World’s favourite electric car coming to Australia
NISSAN'S diminutive Leaf has flown under the radar in Australia. The previously generation could only be considered a failure locally selling just 635 examples in five years.
However, the world has judged the hatch differently with the Leaf surpassing 400,000 sales making it the world's most popular electric car.
Nissan claims that since 2010 Leaf owners have driven more than 10 billion kilometres which is equal to the distance internal combustion vehicles would cover on about 3.8 million barrels of oil.
Australia is one of the last markets globally to get the new Leaf, which has been on sale in Japan and parts of Europe for more than a year already. The local operation says there have been about 11,000 expressions of interest in the coming model.
The second-generation Leaf is due to go on sale locally in August with prices starting at $49,990 (before on-road costs). This is about $5000 more than the rival Hyundai Ioniq and below the mark the base Tesla Model 3 would sell for in Australia.
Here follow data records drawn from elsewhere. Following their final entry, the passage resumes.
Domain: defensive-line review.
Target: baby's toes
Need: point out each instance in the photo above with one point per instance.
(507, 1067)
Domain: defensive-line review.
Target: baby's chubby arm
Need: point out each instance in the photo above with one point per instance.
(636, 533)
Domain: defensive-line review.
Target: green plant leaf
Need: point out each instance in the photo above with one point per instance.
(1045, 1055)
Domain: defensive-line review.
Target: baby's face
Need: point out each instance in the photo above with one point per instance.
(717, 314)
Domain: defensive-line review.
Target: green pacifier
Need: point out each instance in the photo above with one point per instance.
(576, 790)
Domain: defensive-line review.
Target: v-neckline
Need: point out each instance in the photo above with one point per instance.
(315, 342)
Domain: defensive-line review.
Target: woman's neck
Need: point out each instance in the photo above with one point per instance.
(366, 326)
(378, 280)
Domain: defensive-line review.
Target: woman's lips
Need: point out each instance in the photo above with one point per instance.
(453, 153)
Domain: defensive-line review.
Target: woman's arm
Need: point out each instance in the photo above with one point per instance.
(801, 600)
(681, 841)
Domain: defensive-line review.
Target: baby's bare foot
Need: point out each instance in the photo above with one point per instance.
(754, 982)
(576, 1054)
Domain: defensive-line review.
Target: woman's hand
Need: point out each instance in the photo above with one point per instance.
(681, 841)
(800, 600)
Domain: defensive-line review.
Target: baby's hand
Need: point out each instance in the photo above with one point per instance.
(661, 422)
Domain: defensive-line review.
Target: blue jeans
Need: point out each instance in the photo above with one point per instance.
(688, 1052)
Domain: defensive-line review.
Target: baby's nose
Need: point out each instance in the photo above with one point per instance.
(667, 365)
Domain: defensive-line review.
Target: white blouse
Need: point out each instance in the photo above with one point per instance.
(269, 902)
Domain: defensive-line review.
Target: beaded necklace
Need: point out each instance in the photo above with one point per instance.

And Nissan is hoping that the Australian electric car market has matured since the original Leaf was on sale.
Nissan Australia managing director Stephen Lester says the brand is giving the Leaf every chance to succeed this time around.
"With strong interest in the new Nissan Leaf we see great potential for the vehicle and at this price we are giving it every chance to succeed," says Lester.
"It's certainly an exciting time for EV buyers. With a contemporary design, increased range and long list of standard features, this incredibly fun to drive car presents Australian electric vehicle buyers with a stylish, affordable option."
The Leaf's numbers stack up relatively well for city-based drivers, with a claimed range of 270km and a 40kWh battery powering the electric motor, which makes 110kW and 320Nm. Both power figures are up dramatically compared to the previous model.
There are several charging options for the Leaf with a standard household outlet capable of recharging the battery in 24 hours. Adding a 7kW home charger can reduce this time to 7.5 hours and a fast charger can bump the battery life from 20 to 80 per cent in one hour.
The Leaf isn't just about emission-free motoring - it also has some pretty nifty features.
No. 1 on the list is the e-Pedal tech, which allows drivers to accelerate, brake, come to complete halt or hold the car using just one pedal.
Depressing the pedal gets the car accelerating; taking the foot off the pedal will brake. The car can come to a complete stop and hold without using the brake pedal.
And this is all in the name of energy saving, as regenerative braking tops up the battery as the car slows.
The Leaf is available in just one high specification. Standard kit includes an eight-inch touchscreen, seven-inch digital instrument display, heated steering wheel and leather trimmed seats.
Safety tech includes adaptive cruise control, autonomous emergency braking with pedestrian detection, lane keep assist and warning and rear cross traffic alert.
Earlier this year Nissan revealed the more powerful Leaf e+ which has a bigger 62kWh battery that increases range to 385km and extra shove from the 160kW/340Nm motor. When or whether this version will come to Australia is knot known.